South African data centre industry evolving

Teraco CEO Jan Hnizdo says the data centre industry is evolving as players face the need for sustainability, reducing their environmental impact, and meeting the demands of artificial intelligence (AI).
At the same time, they must also manage costs, efficiency, and resilience, ensure connectivity and network performance, and evolve data centre cooling technologies.
“The data centre industry is ramping up the adoption and development of sustainable practices to limit the industry’s impact on the environment,” said Hnizdo.
“This drive is encouraged by pressure from market regulators, investors, and clients. It is conducive to continuous innovation, epitomised by liquid cooling and using renewable energy to power data centres.”
As he mentioned, using renewable power sources to power data centre operations is part and parcel of improving sustainability and reducing environmental impact.
Hnizdo says Teraco is dedicated to sustainably and responsibly powering, protecting, connecting, and growing enterprises and ecosystems in Africa.
“Teraco’s protect, connect, grow strategy aligns our sustainability initiatives with the material issues impacting our business, clients, and communities,” he said.
“Our ambitions align with the seven United Nations Sustainable Development Goals (UN SDGs) that are the most important to our strategy.”
He added that Teraco will continue to drive its renewable energy goals by:
- Maximising rooftop solar coverage across all existing and newly-built facilities.
- Investing and engaging utility scale wheeled energy solutions from renewable energy sources.
- Evaluating and implementing alternative green energy offset mechanisms for our and our clients’ energy consumption.
“We have committed to powering our data centre colocation facilities with 50% renewable energy by 2027 and 100% by 2035,” said Hnizdo.
“We have also maximised our combined rooftop solar footprint across all our facilities, which equated to roughly 80,000MWh in energy savings by the end of 2023.”
With AI, and by extension, generative AI, poised to continue growing, data centre operators must ensure they can support the technology’s compute requirements.
AI puts pressure on data centres

Citing research from Epoch AI, Hnizdo said AI compute intensity doubles every six to 10 months.
“While much focus has justifiably been placed on how AI will transform companies, careers, and communications, none of it is possible without the infrastructure built to meet the increasing demand,” he said.
He added that data centres and edge networks are critical for and enable AI applications.
“They do so by using high-performance computing (HPC) clusters that require considerable power and, as a result, generate a lot of heat,” said Hnizdo.
He added that the need for high-density cooling and power is emerging at a record rate.
“HPC has changed our world virtually overnight, and the world’s critical digital infrastructure is tasked with keeping place,” he said.
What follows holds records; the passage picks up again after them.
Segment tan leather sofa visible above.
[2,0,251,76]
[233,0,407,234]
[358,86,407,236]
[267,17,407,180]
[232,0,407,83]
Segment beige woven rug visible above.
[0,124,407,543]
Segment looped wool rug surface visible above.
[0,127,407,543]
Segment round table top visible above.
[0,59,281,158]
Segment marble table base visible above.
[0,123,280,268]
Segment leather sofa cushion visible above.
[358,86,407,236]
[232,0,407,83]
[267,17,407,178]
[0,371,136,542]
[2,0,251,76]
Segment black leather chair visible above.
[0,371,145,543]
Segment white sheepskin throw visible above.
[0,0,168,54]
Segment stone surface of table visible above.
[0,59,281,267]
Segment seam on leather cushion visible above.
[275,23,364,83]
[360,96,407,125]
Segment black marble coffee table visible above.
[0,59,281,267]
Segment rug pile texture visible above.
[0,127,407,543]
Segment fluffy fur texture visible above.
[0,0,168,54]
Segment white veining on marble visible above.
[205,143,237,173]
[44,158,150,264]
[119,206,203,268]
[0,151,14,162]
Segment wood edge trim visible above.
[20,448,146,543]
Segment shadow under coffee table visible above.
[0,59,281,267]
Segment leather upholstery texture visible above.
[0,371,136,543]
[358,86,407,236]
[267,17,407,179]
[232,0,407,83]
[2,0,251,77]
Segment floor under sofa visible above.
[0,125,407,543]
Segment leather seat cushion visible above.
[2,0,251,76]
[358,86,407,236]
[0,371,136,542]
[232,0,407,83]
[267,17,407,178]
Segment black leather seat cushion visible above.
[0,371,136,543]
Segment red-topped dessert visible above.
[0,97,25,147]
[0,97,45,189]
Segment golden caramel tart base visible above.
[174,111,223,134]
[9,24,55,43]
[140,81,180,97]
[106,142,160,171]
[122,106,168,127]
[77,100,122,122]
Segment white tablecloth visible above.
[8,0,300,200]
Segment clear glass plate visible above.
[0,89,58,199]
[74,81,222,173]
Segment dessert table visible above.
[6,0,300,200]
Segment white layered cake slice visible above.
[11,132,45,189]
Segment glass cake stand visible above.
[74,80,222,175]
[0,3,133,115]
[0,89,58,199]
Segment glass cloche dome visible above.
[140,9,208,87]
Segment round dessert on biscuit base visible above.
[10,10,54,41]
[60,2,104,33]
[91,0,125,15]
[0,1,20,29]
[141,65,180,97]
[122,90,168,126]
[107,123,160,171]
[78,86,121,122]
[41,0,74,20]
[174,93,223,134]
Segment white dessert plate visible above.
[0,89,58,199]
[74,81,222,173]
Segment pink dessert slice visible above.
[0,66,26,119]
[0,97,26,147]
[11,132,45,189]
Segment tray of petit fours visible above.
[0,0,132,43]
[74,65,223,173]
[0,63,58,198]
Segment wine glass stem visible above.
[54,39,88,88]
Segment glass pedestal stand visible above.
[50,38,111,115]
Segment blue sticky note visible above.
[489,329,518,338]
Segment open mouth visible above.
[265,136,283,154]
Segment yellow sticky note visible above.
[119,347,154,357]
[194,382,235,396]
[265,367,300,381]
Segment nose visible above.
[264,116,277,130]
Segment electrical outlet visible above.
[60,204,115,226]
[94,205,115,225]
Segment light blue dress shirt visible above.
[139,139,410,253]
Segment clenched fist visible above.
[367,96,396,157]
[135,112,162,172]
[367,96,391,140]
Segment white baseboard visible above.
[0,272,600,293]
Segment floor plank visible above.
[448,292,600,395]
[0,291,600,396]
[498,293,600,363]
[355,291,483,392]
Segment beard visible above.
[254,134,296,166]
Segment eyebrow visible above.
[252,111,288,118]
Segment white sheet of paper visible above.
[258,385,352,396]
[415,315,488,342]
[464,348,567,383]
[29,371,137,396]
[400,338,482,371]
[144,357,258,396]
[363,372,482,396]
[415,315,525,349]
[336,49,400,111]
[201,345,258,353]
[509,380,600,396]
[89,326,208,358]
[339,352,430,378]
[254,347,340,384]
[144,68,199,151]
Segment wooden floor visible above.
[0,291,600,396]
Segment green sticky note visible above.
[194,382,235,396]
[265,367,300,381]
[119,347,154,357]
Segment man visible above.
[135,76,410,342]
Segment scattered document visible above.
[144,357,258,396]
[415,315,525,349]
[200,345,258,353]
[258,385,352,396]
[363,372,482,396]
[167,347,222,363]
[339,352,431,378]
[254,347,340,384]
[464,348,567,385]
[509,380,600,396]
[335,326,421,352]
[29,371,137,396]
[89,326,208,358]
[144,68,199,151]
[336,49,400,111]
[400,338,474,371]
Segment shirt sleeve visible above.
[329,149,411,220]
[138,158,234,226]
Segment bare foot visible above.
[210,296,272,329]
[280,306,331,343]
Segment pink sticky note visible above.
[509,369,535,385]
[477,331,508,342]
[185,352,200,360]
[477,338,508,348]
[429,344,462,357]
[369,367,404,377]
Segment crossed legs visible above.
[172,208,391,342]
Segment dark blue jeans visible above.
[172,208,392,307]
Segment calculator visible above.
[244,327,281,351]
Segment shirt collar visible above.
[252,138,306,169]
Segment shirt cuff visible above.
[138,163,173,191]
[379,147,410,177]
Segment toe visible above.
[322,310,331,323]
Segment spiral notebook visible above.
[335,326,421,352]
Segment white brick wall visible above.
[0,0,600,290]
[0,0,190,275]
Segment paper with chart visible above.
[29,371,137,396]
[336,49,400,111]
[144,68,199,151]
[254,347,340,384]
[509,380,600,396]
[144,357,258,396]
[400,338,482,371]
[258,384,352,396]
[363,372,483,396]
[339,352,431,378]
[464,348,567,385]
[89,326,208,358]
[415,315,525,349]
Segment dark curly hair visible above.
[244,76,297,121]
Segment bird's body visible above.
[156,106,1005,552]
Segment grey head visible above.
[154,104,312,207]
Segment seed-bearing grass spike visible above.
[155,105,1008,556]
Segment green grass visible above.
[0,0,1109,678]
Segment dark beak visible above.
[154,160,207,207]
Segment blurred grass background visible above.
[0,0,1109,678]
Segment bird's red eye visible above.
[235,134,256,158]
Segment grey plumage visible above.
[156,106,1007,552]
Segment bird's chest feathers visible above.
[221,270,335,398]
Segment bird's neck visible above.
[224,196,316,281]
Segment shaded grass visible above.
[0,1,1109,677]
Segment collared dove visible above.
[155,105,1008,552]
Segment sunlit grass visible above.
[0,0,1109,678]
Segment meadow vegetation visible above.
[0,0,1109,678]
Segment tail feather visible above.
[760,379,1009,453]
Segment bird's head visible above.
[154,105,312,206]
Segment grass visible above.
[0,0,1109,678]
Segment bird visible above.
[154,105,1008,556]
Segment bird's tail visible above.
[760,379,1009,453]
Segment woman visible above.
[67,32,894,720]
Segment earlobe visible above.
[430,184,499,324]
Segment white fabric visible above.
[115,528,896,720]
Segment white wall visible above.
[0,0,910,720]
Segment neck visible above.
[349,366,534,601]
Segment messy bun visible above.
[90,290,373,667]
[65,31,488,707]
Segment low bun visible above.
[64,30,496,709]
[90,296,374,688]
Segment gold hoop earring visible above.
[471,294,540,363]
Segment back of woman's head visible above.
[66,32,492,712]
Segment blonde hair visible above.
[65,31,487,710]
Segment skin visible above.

“Vertiv is among the companies focused on answering this challenge and leading by example, particularly where technology and sustainability intersect.”
Hnizdo said the power demands of typical data centre computer racks are expected to increase significantly from 5kW to 7kW today to 50kW or more in the not-too-distant future.
This could result in cooling challenges, highlighting the requirement for enhanced cooling technologies.
“As supercomputers continue to shrink and become more power-dense, our industry constantly thinks about how we keep them cool while concurrently tapping alternative power sources to support the increased energy demand,” said Hnizdo.
He said several approaches are emerging:
- Air cooling — rear-door heat exchangers, in conjunction with air cooling, can displace heat outside the servers.
- Immersion cooling — submerging servers and other components in a thermally conductive dielectric liquid or fluid.
- Direct-to-chip liquid cooling — delivers cooling liquid through cold plates laying atop the heat sources within the computers, drawing heat away when the liquid circulates.
However, a combination of these approaches may be required.
“Moving forward, data centres will need to tightly orchestrate liquid and air cooling (a hybrid strategy) to optimise the overall environment within the facility,” said Hnizdo.
“The data centre industry must continue to evolve to provide the cooling and power solutions needed to support evolving data centre challenges and maximise AI’s true potential.”